18 giugno 2019
Aggiornato 16:30
Il leader di Italia Unica commenta le amministrative

Passera: «Il "modello Milano" è vincente e va esportato in tutta Italia»

Una coalizione che va da Italia Unica alla Lega può reggersi in piedi e la dimostrazione è il risultato delle amministrative di Milano, dove Stefano Parisi andrà al ballottaggio con Giuseppe Sala

ROMA - «Il "modello Milano" si è rivelato vincente e può essere esportato in tutta Italia perché va oltre il centrodestra tradizionale». Corrado Passera, ospite ad Agorà per commentare il risultato delle amministrative, ha sottolineato tutte le caratteristiche che fanno della alleanza sottoscritta a Milano, che ha portato Stefano Parisi a tallonare il candidato renziano Giuseppe Sala, un esempio positivo e credibile anche al di là dei confini del capoluogo lombardo.

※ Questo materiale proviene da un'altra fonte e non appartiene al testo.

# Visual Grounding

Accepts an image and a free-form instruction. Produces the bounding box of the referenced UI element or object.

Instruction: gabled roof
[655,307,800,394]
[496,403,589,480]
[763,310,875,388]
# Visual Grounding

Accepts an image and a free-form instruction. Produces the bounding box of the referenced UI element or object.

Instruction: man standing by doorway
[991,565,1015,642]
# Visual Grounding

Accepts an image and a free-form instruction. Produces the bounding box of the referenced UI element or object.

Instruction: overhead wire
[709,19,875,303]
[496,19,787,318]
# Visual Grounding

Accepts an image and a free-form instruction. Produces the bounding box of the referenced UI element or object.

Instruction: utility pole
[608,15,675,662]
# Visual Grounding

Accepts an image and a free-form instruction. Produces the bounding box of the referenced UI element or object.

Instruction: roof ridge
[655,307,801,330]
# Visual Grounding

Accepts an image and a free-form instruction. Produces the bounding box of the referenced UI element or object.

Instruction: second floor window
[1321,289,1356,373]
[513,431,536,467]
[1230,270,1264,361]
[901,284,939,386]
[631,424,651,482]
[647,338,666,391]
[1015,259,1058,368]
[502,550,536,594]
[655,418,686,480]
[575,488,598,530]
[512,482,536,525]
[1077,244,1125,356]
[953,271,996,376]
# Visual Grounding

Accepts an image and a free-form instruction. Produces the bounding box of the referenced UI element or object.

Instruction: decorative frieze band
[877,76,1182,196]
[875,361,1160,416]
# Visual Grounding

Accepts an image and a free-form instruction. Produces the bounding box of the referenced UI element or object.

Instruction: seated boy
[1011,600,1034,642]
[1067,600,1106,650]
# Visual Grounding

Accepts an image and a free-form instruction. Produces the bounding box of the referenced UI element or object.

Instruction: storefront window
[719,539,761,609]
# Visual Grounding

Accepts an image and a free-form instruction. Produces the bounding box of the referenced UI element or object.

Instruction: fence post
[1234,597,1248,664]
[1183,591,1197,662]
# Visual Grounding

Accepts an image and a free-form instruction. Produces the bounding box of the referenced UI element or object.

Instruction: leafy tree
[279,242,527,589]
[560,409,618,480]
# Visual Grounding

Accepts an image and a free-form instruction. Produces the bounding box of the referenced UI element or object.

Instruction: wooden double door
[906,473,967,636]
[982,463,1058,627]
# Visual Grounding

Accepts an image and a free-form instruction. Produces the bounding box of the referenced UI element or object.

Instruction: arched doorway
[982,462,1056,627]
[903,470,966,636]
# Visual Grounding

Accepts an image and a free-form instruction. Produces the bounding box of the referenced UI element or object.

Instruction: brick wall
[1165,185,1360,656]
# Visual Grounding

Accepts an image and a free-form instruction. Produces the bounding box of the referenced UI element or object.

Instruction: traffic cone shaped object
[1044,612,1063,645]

Insieme per un progetto valido
«Abbiamo dimostrato - ha detto il fondatore di Italia Unica - che portare programmi giusti per risolvere i problemi reali delle persone è ciò che da troppo tempo la politica non fa. In un'Italia che è ormai tripolare, quando il vasto mondo che guarda al centrodestra si mette insieme e marcia con trazione liberale convince e può vincere». L'obiettivo, che è stato raggiunto a Milano anche attraverso la scelta di sostenere Parisi, è aggregare intorno a progetti e a persone giuste, spiega Passera. Una ricetta, questa, «che può certamente funzionare in tutta Italia». Dove invece si va disuniti, spiega il leader di Italia Unica, «non si crea la possibilità di offrire agli italiani un bel polo moderato, alternativo alla sinistra, ai populismi assortiti e al Partito della Nazione». A chi invece sottolinea che una coalizione che va da Italia Unica alla Lega non può reggersi in piedi, Passera ha fatto notare che «proprio Milano è la dimostrazione che invece si può stare insieme sulla base di un progetto valido e non per convenienza di cartello elettorale».

La bravura di Parisi
«Parisi è stato bravo, ha esaltato ciò che ci unisce e ha smussato le distanze», ha quindi osservato. Infine, anche in vista di un ballottaggio che si avvicina e che comunque va incentrato sulle soluzioni concrete, Passera è tornato a ribadire i progetti per Milano, a cominciare dalle case popolari che sono «una vergogna» e che «vanno riqualificate mettendoci risorse reperibili dismettendo le partecipate e mettendo ordine nelle istituzioni, facendo di Milano una città metropolitana in modo da metterla al passo con le più belle città d'Europa». «Se noi realizziamo questo quadro, uniamo tutti questi elementi - ha concluso Passera - rispondiamo concretamente alle esigenze della gente e delle periferie e non solo a parole come ha fatto la precedente amministrazione».

Brunetta: Mai col Pd
«A Roma, l'ho detto con molta chiarezza e lo ha detto ancora meglio Berlusconi, noi siamo antitetici, alternativi al Partito democratico, mai col Partito democratico». Lo ha detto Renato Brunetta, capogruppo di Forza Italia alla Camera dei deputati, a Uno Mattina Estate, su Rai Uno. «E il Partito democratico a Roma - ha aggiunto Brunetta - è soprattutto il partito di mafia Capitale, è il partito che è finito in galera con mafia Capitale, non dobbiamo dimenticare che a Roma si è votato perché si è inabissata la giunta Marino, perché il Pd con delle firme dal notaio ha fatto cadere Marino senza avere neanche il coraggio di fare un dibattito in Consiglio comunale, perché tutta la classe dirigente romana del Partito democratico è finita in galera». "Quindi mai con questo Partito democratico. Berlusconi ha detto che voterà scheda bianca, io voterò scheda bianca, andrò a votare perché si vota sempre e voterò scheda bianca. Mai col Pd, vale a Roma, vale nelle altre parti d'Italia, vale a Torino. Noi vinceremo a Milano, c'è un'ampia possibilità di vincere anche a Napoli e in tante altre città dove si va al ballottaggio" ha concluso.